„Die Musik hat mich immer gerettet“
Gesangslehrer Alec Otto erzählt von den Nöten als Freiberufler und von der Sympathie der Sondershäuser
Sondershausen. Alec Otto öffnet das Fenster, bittet die Frühlingssonne herein. Sie passt perfekt zu seiner guten Laune. „Wenn ich in diesen Raum komme, ist die Welt in Ordnung“, sagt der Gesangslehrer. Nach acht Wochen Zwangspause wegen Corona kann er endlich wieder an der Musikschule des Kyffhäuserkreises unterrichten.
In seinem angestammten Refugium im Sondershäuser Schloss erzählt der 46-Jährige, wie er mit der aufgezwungenen Auszeit zurechtgekommen ist.

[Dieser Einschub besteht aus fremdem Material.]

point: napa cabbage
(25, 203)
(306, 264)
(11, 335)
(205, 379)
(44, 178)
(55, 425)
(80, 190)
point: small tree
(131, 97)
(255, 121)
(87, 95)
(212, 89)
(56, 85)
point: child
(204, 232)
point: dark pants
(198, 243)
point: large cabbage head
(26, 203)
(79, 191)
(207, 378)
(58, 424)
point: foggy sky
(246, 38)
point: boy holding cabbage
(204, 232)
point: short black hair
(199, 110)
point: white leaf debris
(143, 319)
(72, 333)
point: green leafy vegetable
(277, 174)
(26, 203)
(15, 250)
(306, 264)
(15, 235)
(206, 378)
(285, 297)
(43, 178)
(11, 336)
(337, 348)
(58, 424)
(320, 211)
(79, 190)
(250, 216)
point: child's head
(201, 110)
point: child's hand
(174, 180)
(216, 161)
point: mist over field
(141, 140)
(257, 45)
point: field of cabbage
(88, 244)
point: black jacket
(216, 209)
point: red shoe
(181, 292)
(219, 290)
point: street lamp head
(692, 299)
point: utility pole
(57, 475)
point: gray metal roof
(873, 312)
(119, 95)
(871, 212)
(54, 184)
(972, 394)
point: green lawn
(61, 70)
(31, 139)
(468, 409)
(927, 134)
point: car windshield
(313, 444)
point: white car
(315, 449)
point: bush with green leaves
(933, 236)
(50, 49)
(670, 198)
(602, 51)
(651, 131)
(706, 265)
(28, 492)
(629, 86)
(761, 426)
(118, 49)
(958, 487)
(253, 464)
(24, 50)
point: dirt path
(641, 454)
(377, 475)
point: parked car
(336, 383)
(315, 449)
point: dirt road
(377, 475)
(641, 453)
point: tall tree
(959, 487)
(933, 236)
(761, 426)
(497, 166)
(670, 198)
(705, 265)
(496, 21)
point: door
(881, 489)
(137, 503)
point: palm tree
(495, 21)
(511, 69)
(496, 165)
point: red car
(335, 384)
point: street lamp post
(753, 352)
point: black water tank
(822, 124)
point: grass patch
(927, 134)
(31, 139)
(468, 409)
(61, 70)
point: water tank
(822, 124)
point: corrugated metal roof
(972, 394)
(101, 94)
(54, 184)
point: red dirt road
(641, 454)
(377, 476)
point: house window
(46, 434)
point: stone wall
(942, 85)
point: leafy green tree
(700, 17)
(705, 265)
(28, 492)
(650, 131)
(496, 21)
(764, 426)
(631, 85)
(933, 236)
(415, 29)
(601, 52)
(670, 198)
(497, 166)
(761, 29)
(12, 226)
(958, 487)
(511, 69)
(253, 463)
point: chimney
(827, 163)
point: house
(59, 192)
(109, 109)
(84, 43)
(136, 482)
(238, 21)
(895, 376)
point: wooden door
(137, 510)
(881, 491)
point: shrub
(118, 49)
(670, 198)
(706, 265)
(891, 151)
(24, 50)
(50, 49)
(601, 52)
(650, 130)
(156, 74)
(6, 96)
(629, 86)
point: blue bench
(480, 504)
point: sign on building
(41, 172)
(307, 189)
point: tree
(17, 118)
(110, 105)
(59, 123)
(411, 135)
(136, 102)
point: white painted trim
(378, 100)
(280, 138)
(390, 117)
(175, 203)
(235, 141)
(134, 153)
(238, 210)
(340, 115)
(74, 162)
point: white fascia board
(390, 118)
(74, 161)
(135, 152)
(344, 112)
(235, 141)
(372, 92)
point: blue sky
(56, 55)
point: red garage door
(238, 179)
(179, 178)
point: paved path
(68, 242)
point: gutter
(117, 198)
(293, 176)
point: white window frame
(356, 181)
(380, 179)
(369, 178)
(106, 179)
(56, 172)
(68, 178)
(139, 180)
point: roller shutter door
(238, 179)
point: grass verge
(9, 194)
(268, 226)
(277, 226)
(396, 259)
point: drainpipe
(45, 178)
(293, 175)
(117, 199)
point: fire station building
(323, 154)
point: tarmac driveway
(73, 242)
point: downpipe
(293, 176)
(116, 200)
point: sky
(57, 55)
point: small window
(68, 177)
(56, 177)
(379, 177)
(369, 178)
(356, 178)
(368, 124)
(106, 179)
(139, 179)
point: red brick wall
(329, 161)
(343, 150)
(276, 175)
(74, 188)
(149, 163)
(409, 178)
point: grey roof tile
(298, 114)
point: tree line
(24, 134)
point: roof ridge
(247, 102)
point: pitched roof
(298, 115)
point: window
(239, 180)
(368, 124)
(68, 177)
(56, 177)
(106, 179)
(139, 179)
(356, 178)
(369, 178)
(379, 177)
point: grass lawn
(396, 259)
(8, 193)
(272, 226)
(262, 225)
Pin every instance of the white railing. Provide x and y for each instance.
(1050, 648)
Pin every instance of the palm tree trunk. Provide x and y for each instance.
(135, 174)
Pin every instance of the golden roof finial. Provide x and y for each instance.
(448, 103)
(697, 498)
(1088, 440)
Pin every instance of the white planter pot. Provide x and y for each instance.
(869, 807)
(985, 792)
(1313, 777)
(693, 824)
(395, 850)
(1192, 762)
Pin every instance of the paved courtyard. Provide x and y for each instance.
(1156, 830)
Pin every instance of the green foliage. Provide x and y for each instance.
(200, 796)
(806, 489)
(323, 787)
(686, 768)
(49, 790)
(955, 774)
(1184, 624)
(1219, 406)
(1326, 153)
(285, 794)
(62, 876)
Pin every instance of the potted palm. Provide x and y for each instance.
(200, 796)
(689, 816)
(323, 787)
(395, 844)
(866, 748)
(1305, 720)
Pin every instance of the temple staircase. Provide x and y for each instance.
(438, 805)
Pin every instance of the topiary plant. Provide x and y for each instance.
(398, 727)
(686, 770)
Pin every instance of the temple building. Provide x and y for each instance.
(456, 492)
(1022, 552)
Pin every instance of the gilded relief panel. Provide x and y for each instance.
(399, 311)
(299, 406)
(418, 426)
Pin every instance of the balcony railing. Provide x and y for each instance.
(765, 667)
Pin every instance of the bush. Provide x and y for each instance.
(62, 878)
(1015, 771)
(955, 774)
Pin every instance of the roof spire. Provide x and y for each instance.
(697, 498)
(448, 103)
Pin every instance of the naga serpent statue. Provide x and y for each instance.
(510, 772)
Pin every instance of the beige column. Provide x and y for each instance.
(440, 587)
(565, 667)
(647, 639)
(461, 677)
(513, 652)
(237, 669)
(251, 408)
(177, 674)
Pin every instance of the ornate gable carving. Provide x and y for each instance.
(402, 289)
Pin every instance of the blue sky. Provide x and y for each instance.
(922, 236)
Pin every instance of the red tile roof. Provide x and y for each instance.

Als Freiberufler ist Alec Otto es gewohnt, vorsorglich zu wirtschaften, auch manche Durststrecke zu überbrücken. Deshalb ist er vielseitig aufgestellt: als Gesangslehrer, Seminar- und Chorleiter. Dass alles abrupt auf einen Schlag wegbricht, hat der gebürtige Südafrikaner so noch nie erlebt.
Die zwei Monate ohne Einnahmen bezeichnet er als Katastrophe. Und es wird dauern, bis er sein Vorkrisen-arbeitspensum wieder erreichen kann. Doch er klagt nicht. Er sieht, wie viel durch Politik und Gesellschaft getan wird, und sagt: „Ich bin froh, dass ich in Deutschland lebe“. Sängerkollegen in Italien, mit denen der früher international agierende Opernsänger noch in Kontakt steht, seien viel schlimmer dran. „Ich konnte beim Land Thüringen Soforthilfe beantragen, habe schon nach zwei Wochen Geld bekommen.“
Dankbar ist Otto auch der Musikschulleitung, die ihn in der Notlage unterstützte. Seinen Optimismus hat er sich bewahrt: „Ich hatte schon ein paar Rückschläge in meinem Leben, die Musik hat mich immer gerettet.“Auch den Schülern fehlte der Gesang. Seit dem 11. Mai ist wieder Einzelunterricht am CarlSchroeder-konservatorium möglich. Maskenpflicht, Abstandsregeln und Trennscheiben aus Plexiglas gehören bis auf Weiteres dazu.
„Eine viel größere Einschränkung aber wäre es, nicht musizieren zu dürfen“, betont der Tenor. Er spürt auch bei seinen Schülern diese Ungeduld, diese große Lust, wieder anzufangen. Singen bedeutet Leidenschaft: „Wir musizieren mit unserem Körper. Unsere Gefühle und unsere Passion werden über unsere Stimme transportiert.“Das schafft Vertrautheit.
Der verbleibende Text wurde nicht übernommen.